Jay Wolfson, a distinguished service professor of public health at USF, said if Florida sees a resurgence in bad coronavirus outcomes as a result of these openings, it likely won’t be felt for several weeks. It takes time for the disease to spread from younger people — who are more active and thus more likely to be exposed outside their homes — to the more vulnerable elderly population, Wolfson said.

That’s largely the pattern the state saw over the summer. When cases began to surge in June, DeSantis initially downplayed the phenomenon, noting that younger people are less likely to die or require hospitalization from the disease. But as the weeks wore on, the median age of new reported cases climbed, along with hospitalizations and deaths. Average daily deaths peaked in early August.

“Old people don’t suddenly get COVID,” Wolfson said.

Wary of a COVID surge

DeSantis has long argued that business reopenings had little to do with that summer surge. Other Sunbelt states saw the same pattern of new cases, DeSantis has noted, and Florida withstood the worst of the outbreak without a new round of business closures.

However, a September study from the Centers for Disease Control and Prevention showed that, of 314 adults who were surveyed, those who had contracted the virus were twice as likely to have recently eaten at a restaurant than those who were negative for COVID-19.

DeSantis cast doubts about that study on Tuesday, noting its small sample size and suggesting the participants could just have easily contracted the virus at home. The governor added that the state’s contact tracing efforts have found relatively few cases that originated at a restaurant.

However, despite months of repeated requests, state officials have not released contact tracing data to reporters that could vindicate the governor’s claim.

The state has also reported far fewer coronavirus tests in recent weeks. Wolfson said that means officials have less data at their disposal to monitor future outbreaks.

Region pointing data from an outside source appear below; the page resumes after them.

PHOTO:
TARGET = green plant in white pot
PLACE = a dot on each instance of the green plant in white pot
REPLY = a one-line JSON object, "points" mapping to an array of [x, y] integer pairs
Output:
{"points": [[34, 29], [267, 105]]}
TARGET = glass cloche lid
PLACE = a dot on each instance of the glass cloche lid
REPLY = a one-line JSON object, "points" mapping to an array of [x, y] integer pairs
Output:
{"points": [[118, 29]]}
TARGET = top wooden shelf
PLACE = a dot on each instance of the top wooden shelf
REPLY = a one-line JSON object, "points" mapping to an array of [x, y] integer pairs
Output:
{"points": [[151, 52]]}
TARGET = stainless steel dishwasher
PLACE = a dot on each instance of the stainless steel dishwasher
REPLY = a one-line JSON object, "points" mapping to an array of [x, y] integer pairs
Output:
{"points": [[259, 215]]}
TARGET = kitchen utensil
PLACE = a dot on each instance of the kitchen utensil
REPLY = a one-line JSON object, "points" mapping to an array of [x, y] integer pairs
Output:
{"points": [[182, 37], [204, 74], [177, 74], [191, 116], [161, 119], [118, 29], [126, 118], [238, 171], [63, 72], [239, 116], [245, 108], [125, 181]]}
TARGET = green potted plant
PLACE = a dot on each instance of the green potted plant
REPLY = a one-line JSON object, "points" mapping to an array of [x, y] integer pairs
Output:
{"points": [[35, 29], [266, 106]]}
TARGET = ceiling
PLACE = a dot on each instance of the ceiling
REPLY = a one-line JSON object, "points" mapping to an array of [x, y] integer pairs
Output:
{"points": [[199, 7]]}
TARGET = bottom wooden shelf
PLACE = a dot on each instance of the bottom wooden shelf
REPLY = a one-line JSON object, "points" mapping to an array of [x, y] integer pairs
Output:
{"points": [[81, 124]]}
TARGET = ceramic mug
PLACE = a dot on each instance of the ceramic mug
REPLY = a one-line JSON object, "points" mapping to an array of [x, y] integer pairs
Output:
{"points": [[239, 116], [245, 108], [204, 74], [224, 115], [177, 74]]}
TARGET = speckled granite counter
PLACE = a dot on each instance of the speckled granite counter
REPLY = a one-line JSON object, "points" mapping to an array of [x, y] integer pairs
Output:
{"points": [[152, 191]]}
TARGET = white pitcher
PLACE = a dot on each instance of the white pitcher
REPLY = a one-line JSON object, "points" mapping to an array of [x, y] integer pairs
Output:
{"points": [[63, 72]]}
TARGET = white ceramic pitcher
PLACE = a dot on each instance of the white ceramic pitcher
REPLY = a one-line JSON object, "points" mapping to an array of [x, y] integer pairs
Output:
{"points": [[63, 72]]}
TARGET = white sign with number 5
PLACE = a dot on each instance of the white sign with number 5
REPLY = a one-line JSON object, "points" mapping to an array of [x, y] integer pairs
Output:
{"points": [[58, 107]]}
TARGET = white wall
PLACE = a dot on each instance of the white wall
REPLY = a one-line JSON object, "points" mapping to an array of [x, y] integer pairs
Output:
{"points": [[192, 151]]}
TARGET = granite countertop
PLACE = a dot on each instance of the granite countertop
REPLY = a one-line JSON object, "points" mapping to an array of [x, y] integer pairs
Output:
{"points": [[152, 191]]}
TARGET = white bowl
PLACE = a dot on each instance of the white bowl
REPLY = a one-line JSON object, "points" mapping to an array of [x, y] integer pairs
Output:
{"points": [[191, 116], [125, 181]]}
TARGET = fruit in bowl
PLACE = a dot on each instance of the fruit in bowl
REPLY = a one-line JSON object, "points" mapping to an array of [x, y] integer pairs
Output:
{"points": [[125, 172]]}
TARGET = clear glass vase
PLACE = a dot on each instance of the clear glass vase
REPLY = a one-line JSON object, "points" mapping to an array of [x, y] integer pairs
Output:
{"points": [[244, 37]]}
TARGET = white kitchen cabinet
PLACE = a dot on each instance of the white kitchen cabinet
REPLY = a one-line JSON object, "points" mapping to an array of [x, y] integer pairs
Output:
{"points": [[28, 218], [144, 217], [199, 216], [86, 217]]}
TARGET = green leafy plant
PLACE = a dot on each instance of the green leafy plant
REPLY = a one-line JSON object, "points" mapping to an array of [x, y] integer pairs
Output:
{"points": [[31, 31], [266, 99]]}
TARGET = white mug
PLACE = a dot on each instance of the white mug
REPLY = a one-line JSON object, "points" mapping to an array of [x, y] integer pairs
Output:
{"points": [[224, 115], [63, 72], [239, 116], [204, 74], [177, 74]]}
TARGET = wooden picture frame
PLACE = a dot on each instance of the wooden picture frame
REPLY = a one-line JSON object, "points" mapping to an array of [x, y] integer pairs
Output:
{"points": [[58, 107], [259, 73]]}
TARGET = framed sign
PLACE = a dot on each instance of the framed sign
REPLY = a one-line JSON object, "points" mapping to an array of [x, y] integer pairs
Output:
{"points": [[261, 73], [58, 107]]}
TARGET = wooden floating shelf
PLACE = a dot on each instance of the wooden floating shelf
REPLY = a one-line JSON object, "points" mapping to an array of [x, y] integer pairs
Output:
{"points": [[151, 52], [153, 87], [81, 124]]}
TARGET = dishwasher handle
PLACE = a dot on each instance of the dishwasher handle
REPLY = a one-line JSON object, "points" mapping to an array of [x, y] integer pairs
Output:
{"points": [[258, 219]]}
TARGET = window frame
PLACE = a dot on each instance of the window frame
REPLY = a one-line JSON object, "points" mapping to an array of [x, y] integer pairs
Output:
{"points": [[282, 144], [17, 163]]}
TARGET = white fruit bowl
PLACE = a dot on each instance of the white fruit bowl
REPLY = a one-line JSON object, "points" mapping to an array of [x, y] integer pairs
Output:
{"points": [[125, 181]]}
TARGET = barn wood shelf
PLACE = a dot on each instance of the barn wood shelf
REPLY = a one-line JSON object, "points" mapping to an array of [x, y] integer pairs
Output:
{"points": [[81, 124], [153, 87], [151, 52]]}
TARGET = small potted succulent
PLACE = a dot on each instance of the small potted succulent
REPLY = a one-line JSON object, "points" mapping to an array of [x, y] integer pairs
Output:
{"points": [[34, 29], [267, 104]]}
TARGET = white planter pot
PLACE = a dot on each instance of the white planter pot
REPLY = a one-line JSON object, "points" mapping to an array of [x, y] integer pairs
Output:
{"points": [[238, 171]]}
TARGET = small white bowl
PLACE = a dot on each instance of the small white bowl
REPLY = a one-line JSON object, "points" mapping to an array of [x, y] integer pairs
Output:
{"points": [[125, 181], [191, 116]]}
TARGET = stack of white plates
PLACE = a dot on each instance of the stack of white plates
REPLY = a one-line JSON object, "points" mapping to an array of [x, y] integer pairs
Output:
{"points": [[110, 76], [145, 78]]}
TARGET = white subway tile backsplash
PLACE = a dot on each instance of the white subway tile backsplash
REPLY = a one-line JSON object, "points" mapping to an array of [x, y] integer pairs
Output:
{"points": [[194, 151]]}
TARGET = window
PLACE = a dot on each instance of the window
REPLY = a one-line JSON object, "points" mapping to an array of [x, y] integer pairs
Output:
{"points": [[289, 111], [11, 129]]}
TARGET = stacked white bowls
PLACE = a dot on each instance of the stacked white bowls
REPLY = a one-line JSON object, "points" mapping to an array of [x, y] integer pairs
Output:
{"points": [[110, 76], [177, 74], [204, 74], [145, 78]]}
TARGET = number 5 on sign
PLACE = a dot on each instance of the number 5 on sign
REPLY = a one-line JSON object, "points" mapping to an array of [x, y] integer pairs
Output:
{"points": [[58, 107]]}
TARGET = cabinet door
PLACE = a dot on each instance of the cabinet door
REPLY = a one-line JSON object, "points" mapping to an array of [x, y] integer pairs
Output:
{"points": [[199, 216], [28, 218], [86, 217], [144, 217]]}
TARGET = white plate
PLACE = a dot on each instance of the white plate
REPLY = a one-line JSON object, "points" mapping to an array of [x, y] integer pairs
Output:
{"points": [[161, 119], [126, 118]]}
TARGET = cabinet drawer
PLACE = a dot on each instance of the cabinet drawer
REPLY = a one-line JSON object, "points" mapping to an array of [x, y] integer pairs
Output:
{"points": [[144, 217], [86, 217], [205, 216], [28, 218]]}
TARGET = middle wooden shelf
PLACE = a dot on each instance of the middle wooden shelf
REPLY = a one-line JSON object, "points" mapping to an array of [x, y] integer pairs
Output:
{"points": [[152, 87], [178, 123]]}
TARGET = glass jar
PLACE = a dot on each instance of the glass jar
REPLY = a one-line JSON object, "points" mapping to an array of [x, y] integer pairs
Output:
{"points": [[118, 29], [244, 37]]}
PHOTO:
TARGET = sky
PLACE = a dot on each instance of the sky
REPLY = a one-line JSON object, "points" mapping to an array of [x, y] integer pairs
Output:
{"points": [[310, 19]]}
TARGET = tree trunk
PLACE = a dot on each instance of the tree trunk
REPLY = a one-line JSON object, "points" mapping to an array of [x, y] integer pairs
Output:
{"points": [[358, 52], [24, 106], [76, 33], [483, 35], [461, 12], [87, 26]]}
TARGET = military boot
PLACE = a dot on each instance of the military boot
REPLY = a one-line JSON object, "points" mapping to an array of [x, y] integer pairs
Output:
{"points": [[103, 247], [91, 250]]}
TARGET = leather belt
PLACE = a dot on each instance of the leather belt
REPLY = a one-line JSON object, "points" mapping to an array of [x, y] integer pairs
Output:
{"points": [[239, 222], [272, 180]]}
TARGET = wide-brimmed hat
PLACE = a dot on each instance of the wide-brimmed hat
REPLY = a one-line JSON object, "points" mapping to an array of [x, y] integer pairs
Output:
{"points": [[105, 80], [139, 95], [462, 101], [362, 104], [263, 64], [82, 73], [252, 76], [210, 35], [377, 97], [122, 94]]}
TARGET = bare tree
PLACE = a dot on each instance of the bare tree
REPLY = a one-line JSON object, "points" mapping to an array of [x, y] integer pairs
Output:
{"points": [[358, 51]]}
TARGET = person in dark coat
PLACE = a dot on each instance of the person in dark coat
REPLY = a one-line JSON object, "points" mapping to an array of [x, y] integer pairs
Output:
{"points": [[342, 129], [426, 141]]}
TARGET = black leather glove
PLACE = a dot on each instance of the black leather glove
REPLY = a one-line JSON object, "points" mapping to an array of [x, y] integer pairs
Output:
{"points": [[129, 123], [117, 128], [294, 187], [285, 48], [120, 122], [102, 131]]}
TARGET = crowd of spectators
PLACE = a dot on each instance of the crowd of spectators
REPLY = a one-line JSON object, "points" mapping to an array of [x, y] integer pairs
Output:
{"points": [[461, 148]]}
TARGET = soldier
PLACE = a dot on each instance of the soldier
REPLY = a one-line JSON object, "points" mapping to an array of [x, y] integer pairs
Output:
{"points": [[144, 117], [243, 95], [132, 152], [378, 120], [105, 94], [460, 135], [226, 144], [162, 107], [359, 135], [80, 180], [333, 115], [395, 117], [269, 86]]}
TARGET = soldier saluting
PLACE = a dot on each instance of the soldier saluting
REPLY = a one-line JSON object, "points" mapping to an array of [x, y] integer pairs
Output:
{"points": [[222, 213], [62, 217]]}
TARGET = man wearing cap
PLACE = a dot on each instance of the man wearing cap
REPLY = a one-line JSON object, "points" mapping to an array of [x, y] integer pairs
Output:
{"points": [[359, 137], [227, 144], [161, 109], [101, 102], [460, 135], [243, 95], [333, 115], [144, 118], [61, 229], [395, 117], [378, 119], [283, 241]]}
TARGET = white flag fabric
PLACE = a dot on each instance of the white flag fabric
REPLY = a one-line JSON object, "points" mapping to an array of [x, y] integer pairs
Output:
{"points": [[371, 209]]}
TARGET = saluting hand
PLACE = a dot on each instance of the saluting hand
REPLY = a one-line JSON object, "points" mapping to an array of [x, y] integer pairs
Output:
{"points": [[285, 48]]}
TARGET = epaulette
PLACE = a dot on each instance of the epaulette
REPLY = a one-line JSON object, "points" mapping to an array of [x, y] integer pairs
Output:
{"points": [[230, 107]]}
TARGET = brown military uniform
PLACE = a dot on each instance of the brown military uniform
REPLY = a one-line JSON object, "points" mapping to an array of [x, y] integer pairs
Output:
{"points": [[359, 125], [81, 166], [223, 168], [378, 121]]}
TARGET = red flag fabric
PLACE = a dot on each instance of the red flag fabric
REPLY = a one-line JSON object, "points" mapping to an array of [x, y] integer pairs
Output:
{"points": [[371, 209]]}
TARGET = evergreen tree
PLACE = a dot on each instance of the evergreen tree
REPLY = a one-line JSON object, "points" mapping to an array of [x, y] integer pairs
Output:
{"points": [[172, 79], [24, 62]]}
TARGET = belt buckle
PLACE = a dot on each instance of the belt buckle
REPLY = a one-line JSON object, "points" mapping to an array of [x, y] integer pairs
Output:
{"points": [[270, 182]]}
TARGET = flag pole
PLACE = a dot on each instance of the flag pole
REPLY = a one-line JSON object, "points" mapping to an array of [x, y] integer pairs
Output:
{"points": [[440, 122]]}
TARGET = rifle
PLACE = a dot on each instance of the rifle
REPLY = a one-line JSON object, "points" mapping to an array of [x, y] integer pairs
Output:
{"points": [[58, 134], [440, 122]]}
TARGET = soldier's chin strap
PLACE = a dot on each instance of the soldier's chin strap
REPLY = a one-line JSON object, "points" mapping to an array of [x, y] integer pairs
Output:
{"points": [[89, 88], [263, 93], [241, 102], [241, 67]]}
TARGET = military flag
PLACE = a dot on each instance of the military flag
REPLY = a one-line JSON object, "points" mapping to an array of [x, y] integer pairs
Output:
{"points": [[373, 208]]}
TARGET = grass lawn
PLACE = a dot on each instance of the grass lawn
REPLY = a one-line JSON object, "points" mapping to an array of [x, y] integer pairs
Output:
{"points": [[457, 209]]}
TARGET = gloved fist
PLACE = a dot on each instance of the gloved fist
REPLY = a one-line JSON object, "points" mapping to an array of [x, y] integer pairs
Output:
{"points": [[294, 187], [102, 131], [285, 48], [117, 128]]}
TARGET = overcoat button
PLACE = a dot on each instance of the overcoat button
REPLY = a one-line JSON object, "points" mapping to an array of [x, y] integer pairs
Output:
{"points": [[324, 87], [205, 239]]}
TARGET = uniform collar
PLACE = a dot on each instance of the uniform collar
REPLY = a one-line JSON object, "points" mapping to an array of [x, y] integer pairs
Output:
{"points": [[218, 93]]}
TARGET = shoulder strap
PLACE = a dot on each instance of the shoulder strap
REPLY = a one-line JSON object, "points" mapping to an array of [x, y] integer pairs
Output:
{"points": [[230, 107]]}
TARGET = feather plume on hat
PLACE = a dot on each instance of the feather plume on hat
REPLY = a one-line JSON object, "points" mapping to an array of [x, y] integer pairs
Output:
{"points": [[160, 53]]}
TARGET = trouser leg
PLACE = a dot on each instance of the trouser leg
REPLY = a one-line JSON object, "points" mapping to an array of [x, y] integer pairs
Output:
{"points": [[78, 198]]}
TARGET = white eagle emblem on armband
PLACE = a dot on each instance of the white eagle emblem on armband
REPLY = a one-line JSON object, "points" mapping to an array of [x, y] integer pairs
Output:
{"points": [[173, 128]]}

DeSantis, while announcing Tuesday that the state would receive more than 6 million new rapid tests from the federal government, said the state is testing less because there’s been less demand recently.

After DeSantis loosened restrictions on businesses, images and videos of packed bars and restaurants in various parts of the state and cops breaking up huge parties in college towns surfaced over the weekend.

“The state of Florida is probably the most open big state in the country,” the governor bragged on Friday as he rolled out the order. He added, “we’re not closing anything going forward.”

Carol Dover, the president and chief executive officer of the Florida Restaurant and Lodging Association, said bar and restaurant owners were “thrilled” with the governor’s order because it gives them the choice to operate again and give employees their jobs back.

“When you are at 50 percent capacity, it is not a way to make a living or keep employees employed,” Dover said. “Now, businesses can make a decision. There is a choice and they will listen to the customer.”

Beshears said many restaurants in the state have mask mandates and policies in place that will allow them to operate safely. They also have the power to refuse customer service to anyone who doesn’t abide by those rules, he said.

“To me that is the way to do it, let the businesses decide that. And the people who are vulnerable to COVID-19, then they need to be careful, they need to stay at home, they need to wear a mask, and you know, they don’t need to be in a bar if they don’t want to go to a bar,” Beshears said.

Dover agrees that that is the best strategy moving forward in the pandemic.

“One thing we know is true about the free-enterprise system is that you don’t have to go in if you don’t want to go in,” Dover said.

Cachaldora is one of those customers who says she will scrutinize restaurant policies moving forward, and will likely avoid indoor dining after her experience at Flanigan’s on Saturday.

“In the future, if there are restaurants that are not abiding by proper social-distancing rules and capacity levels that I think are appropriate, we’ll be eating outside only,” she said.